67. Aangezien dan ook zowel Kok c.s. als Dedovic c.s., gelet op de tussen procespartijen daarover bestaande eenstemmigheid dat daarin de rechtmatigheidsgrondslag niet behoorde te worden gezocht, dan ook in rechte welke verhandeling dan ook in dit verband over het zogenaamde leerstuk van 'humanitiare interventie' achterwege hebben gelaten;

68. Aangezien het Hof Den Haag in zijn arrest dit uitsluitend Dedovic c.s. aanrekent in de navolgende bewoordigingen, volgend op het eerdere citaat:

"5.3.12. Dedovic c.s. heeft echter nagelaten enig gemotiverd betoog te wijden aan de omstandigheid dat, zoals reeds blijkt uit resolutie 1199 (1998) en als standpunt van de Nederlandse regering en de NAVO bij herhaling is aangevoerd, in de FRJ een situatie bestond waarin fundamentele mensenrechten op grootschalige wijze ernstig werden geschonden en dreigden te worden geschonden...";

69. Aangezien echter niet valt in te zien waarom Dedovic c.s. daaraan enig betoog had te wijden, nu de Kok c.s. uitdrukkelijk te kennen had gegeven daarop geen beroep te doen als grondslag voor rechtmatigheid van de oorlogvoering;

70. Aangezien het feit dat het Hof Den Haag hier het zogenaamde leerstuk van de 'humanitaire interventie' buiten de procespartijen om in rechte introduceert, bij een welwillende interpretatie wellicht nog kan worden beoordeeld als een verlengstuk van 's-rechters taak tot rechtsvinding, doch bij een wat neutraler interpretatie moet worden beoordeeld als een treden buiten de kaders zoals zij door de procespartijen in dit civiele geding werden aangegeven, een en ander ten detrimente van appellanten in de onderhavige procedure, die zich daarbij van enige mogelijkheid om te reflecteren op wat het Hof hier allemaal, buiten de procespartijen om, binnen zijn toetsingskader trekt gespeend zagen;

71. Aangezien het Hof Den Haag zijn zelf geinitieerde exercitie naar een mogelijke rechtvaardiging van het Nederlandse oorlogsgeweld tegen Joegoslavie op basis van het zogenaamde leerstuk van humanitaire interventie afsluit met de conclusie daarover geen defintief oordeel te kunnen geven en daartoe overweegt, onder verwijzing naar een uitgebreide literatuurlijst die het Hof heeft geraadpleegd:

"5.3.13. Jurisprudentie waarin rechtstreeks de vraag wordt beantwoord of in deze omstandigheden een volkenrechtelijke rechtvaardigingsgrond aanwezig is ontbreekt. Uitgangspunt is wel, in de woorden van het Internationaal Gerechtshof in de uitspraak inzake Nicaragua (ICJ Reports (1986)), dat "the use of force could not be the appropriate method to monitor or ensure (...) respect [for human rights]". Uit literatuur (1), waaronder publicaties van de International Law Commission van de Verenigde Naties, bijvoorbeeld over het ontwerp inzake de Staatsaansprakelijkheid (2), blijkt dat over deze materie verschillend wordt gedacht en dat de vraag of op basis van het huidige internationaal (gewoonte)recht rechtvaardigingsgronden (in wording) voor humanitaire interventie kunnen worden gevonden en, zo ja, aan welke feitelijke en juridische voorwaarden moet zijn voldaan, niet eensluidend wordt beantwoord.

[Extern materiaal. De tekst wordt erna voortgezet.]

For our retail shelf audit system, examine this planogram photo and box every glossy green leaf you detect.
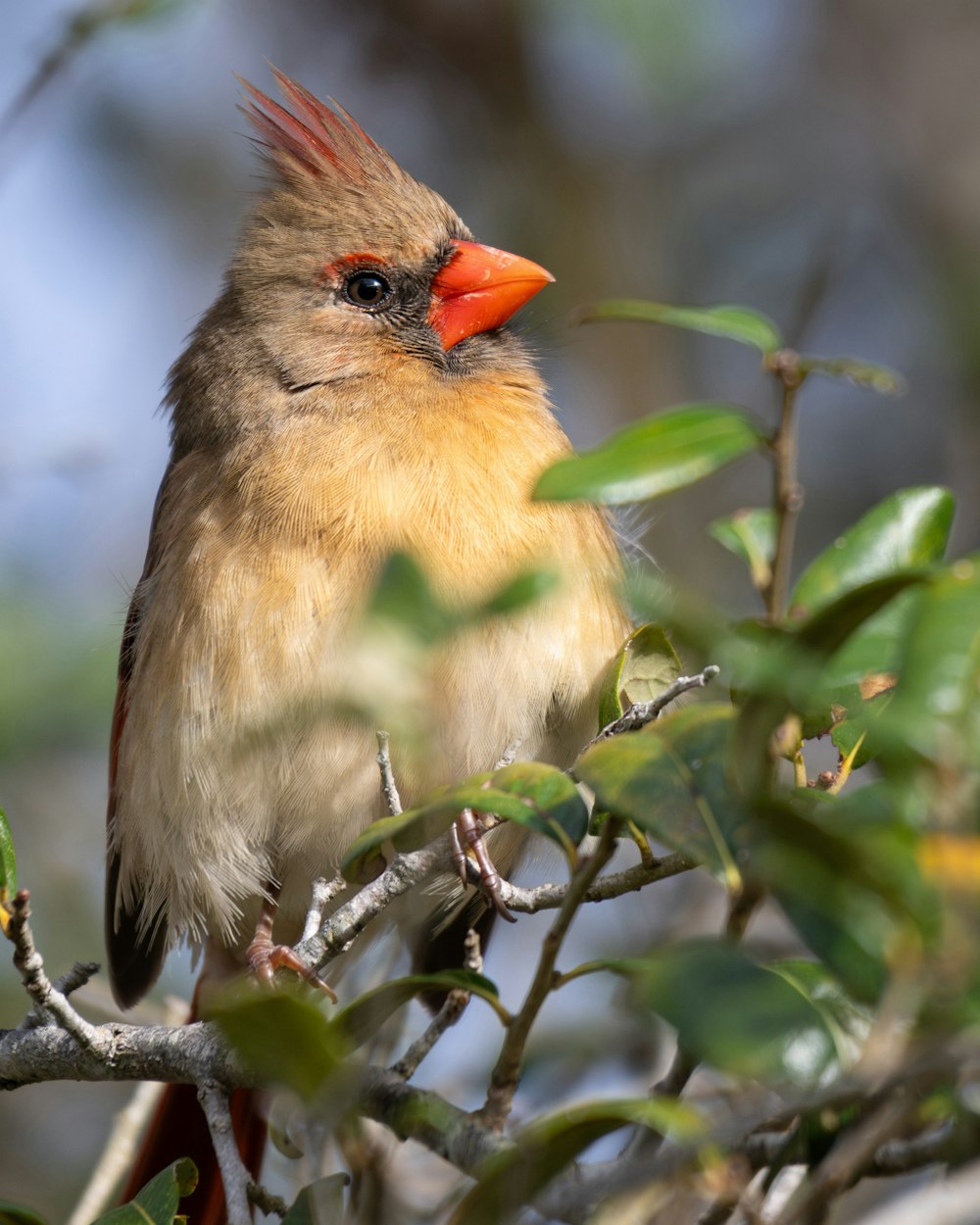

5.3.14. Noch Kok c.s., noch Dedovic c.s. heeft gemeend dat in dit kort geding uitgebreide voorlichting en wezenlijk debat over deze juridische vragen op zijn plaats waren en de FRJ en de Staat, die het debat in het bijzonder moeten aangaan, zijn geen partij in dit geding. Het uiteindelijke oordeel over de legitimiteit van de luchtacties hangt bovendien in belangrijke mate af van de vaststelling en de waardering van tal van feiten en omstandigheden (onder meer die genoemd in rechtsoverweging 5.3.12.), waaromtrent in deze procedure evenmin debat is gevoerd.

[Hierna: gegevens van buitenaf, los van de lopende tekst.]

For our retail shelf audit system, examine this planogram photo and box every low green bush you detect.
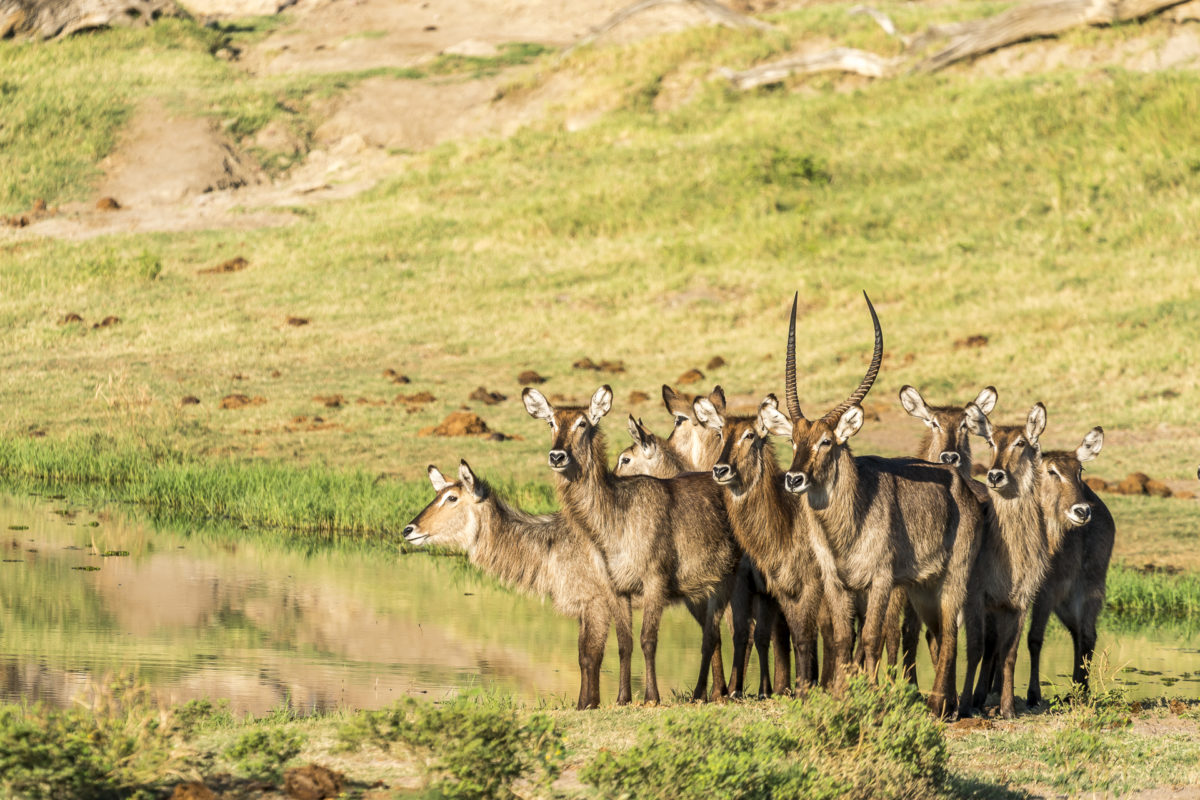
[338,698,564,800]
[580,678,947,800]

5.3.15. In deze omstandigheden ontbreekt het het hof aan voldoende eenduidige, door partijen bediscussieerde, feitelijke en juridische gegevens aan de hand waarvan kan worden bepaald welke regels en beginselen van volkenrecht in dit geval van toepassing zijn en tot welke uitkomst toepassing daarvan leidt. Ter vaststelling van een en ander is bijvoorbeeld nadere deskundige voorlichting nodig, waarvoor in deze procedure geen plaats is. Daarom kan in dit kort geding niet met voldoende mate van waarschijnlijkheid ervan worden uitgegaan dat de deelname van de Staat aan de luchtacties jegens de FRJ in strijd is met regels of normen van volkenrecht.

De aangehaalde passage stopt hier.